Strahlentherapie und Elektrosynthese
Interdisziplinäre Forschung am Karlsruher Institut für Technologie von der Carl-Zeiss-Stiftung gefördert.
Forscher des Karlsruher Instituts für Technologie (KIT) haben erfolgreich eine Förderung durch das Programm „CZS Wildcard“ der Carl-Zeiss-Stiftung eingeworben. Im Projekt „UCART” arbeitet die Physikerin Anke-Susanne Müller an einer neuen Methode der Strahlentherapie, bei der Tumore mit einem Elektronenbeschleuniger direkt im Körper bestrahlt werden. Der Elektrobiotechnologe Dirk Holtmann will im Projekt „CoMet2“ ein Verfahren entwickeln, mit dem sich CO2 in wertvolle Chemikalien umwandeln lässt. Mit dem Wildcard-Programm unterstützt die Stiftung unkonventionelle Forschungsvorhaben mit je 900.000 Euro für eine Laufzeit von zwei Jahren.

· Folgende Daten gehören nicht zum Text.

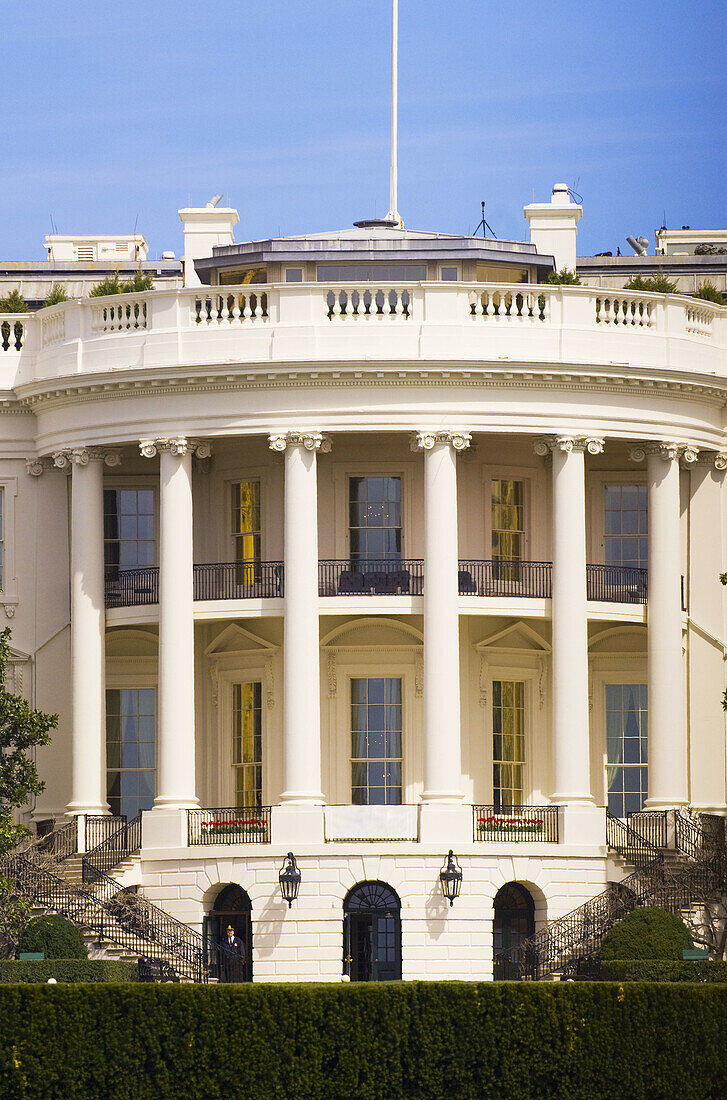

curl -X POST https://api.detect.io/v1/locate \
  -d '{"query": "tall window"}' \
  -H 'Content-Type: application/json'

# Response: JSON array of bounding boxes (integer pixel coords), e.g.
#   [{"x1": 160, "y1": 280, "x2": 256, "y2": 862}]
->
[
  {"x1": 604, "y1": 485, "x2": 649, "y2": 569},
  {"x1": 232, "y1": 680, "x2": 263, "y2": 806},
  {"x1": 106, "y1": 688, "x2": 156, "y2": 818},
  {"x1": 232, "y1": 481, "x2": 261, "y2": 584},
  {"x1": 103, "y1": 488, "x2": 156, "y2": 570},
  {"x1": 349, "y1": 477, "x2": 401, "y2": 568},
  {"x1": 493, "y1": 680, "x2": 525, "y2": 811},
  {"x1": 351, "y1": 677, "x2": 401, "y2": 806},
  {"x1": 606, "y1": 684, "x2": 649, "y2": 817},
  {"x1": 489, "y1": 477, "x2": 525, "y2": 561}
]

„Um zu Lösungen für die drängendsten gesellschaftlichen Fragen zu kommen, müssen wir in der Forschung immer wieder auch völlig neue Wege gehen: Genau das tun die mutigen und zukunftsweisenden Projekte von Anke-Susanne Müller und Dirk Holtmann. Wir freuen uns, dass sie ihre Vorhaben mit dem CSZ Wildcard-Programm realisieren können“, sagt Oliver Kraft, Vizepräsident Forschung des KIT.

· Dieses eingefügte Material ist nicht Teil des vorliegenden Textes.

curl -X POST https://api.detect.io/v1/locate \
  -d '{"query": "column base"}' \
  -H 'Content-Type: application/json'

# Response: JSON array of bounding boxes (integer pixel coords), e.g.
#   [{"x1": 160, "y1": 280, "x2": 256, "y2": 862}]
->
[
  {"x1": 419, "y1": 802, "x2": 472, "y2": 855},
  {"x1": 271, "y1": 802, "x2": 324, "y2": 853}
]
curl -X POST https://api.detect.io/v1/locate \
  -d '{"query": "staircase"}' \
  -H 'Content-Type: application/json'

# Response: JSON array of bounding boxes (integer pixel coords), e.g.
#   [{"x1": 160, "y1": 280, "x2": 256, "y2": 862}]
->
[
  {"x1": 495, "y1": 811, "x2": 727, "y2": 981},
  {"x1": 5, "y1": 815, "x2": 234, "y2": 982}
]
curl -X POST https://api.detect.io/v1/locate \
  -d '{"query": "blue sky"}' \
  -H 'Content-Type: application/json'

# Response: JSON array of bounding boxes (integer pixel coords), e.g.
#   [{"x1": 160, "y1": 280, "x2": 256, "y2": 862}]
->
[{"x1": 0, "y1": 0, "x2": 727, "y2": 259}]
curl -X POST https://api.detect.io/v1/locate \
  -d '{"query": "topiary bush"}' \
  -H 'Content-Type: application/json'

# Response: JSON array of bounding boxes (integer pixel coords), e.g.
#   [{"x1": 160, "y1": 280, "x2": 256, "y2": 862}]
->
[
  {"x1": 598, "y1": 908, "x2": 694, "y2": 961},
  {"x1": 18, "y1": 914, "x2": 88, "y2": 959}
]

Im Projekt „Ultracompact electron accelerators for internal radiotherapy (UCART)“ soll ein (sub-)Millimeter großer Elektronenbeschleuniger entwickelt werden, der endoskopisch in den Körper eingebracht werden kann. So könnten Tumore direkt und hochpräzise im Körper bestrahlt werden, ohne dass gesundes Gewebe Schaden nimmt. „Damit beschreiten wir einen neuen Weg in der Strahlentherapie“, sagt Anke-Susanne Müller vom Institut für Beschleunigerphysik und Technologie (IBPT) des KIT. Sie führt das Projekt gemeinsam mit Matthias Fuchs vom IBPT und Oliver Jäkel vom Deutschen Krebsforschungszentrum (DKFZ) durch.

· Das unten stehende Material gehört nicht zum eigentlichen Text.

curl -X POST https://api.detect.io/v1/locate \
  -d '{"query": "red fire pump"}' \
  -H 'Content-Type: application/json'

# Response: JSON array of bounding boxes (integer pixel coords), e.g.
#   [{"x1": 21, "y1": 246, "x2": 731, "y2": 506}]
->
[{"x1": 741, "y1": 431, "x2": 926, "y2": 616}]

Aktuelle Behandlungsmethoden für innere Tumore setzen meist auf Bestrahlung von außen, bei der auch gesundes Gewebe geschädigt wird. Zudem sind die Möglichkeiten, bestehende Bestrahlungsapparate zu verbessern, weitgehend ausgeschöpft. In „UCART“ will das interdisziplinäre Team aus Laser-, Beschleuniger- und Medizinphysik einen physikalischen Effekt nutzen, mit dem sich die Größe von Beschleunigern durch neue, lichtgetriebene Mechanismen zur Elektronenbeschleunigung um mehr als das tausendfache reduzieren lässt. Das übergeordnete Ziel sei es, kostengünstige, ultrakompakte Strahlentherapiegeräte zu schaffen, die ähnlich wie Röntgengeräte bedient werden könnten und in vielen medizinischen Einrichtungen zur Verfügung stünden, so Müller.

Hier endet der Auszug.